If I open the images directly in IE (ie. not within the page), they work just fine.
I have used Paint.NET to edit the images, but have also tried saving them with Paint.
Right now, I am working right off the hard disk (ie. not through a web server). And, oh yes, none of this happens in Google Chrome.
What's going on here?
check the path to the file is correct - can we see the tag please.
Well, we learn something new every day..
I mentioned that I'm running this directly off the harddisk? Now, it turns out the html page (which I had gotten off a coworker) was blocked "to help protect my computer", as Windows does.
This is no big surprise, lots of files I'm working with originate on other computers, and I usually don't worry much about it (except with executables, which won't run until unblocked).

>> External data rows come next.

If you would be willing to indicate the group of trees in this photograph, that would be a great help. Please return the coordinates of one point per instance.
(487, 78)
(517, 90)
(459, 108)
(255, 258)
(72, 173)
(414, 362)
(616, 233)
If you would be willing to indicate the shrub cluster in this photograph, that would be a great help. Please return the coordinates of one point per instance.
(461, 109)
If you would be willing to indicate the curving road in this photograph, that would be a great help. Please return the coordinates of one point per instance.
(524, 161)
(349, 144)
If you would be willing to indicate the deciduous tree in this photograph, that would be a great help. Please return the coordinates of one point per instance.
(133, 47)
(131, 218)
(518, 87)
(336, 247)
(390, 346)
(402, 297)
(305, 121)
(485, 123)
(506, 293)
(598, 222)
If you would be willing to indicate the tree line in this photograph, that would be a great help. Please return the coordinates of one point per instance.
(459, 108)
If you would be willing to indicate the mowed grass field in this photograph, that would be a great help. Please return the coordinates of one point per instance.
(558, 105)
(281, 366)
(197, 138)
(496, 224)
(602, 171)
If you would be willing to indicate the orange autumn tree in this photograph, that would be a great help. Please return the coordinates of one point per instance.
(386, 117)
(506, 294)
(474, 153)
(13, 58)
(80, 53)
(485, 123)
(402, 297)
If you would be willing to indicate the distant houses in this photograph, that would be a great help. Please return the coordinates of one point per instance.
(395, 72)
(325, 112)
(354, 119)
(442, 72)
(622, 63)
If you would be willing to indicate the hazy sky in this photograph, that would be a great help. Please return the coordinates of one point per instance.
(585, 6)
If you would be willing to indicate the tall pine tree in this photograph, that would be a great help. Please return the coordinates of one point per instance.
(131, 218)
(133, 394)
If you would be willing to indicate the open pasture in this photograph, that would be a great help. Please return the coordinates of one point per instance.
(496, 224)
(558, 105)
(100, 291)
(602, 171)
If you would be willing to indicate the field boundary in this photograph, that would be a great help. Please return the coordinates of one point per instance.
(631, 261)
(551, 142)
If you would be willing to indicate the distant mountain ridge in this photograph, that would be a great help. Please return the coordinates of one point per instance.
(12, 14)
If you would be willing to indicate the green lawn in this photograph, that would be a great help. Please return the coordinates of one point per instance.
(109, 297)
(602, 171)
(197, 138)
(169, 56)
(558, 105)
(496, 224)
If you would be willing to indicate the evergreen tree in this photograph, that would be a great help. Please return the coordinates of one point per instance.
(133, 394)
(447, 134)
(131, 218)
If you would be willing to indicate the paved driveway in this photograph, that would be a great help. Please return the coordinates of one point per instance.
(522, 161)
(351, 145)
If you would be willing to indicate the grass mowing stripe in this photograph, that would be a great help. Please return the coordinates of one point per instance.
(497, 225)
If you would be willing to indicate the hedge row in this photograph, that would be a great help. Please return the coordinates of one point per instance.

It seems, however, that when IE8 loads such a blocked HTML file, its security settings adjust somehow, and - well, I can only guess at the details, but as soon as I right-clicked the HTML file, selected Properties and clicked the "unblock" button, the problem went away.
Something similar happened to me once, I tried hard to find what was wrong, then I realized I was saving (from Photoshop) the file as PSD but with extension .png. Make sure you're not doing the same.
Also:
Clear temporary Internet files
Verify that the Show Pictures option has not been turned off
Make sure that the Toggle Images.exe Web accessory is not present and disabling images
Make sure that a third-party Internet security, firewall, or cookie-blocking program is not causing the problem
Enable the Auto-Select encoding option
Source
It might be that the website you have browse has a lack of support
for an IE browser. IE is a nightmare for all web developers & Web designers.
It might be the developer of that website didn't care for an IE display because
of IE issues. Perhaps IE is trying to create a web standard to increase their
sales and marketing strategy. That's why don't care the modern Web development standard.
Why Chrome or Firefox or Safari, it's a free anyway.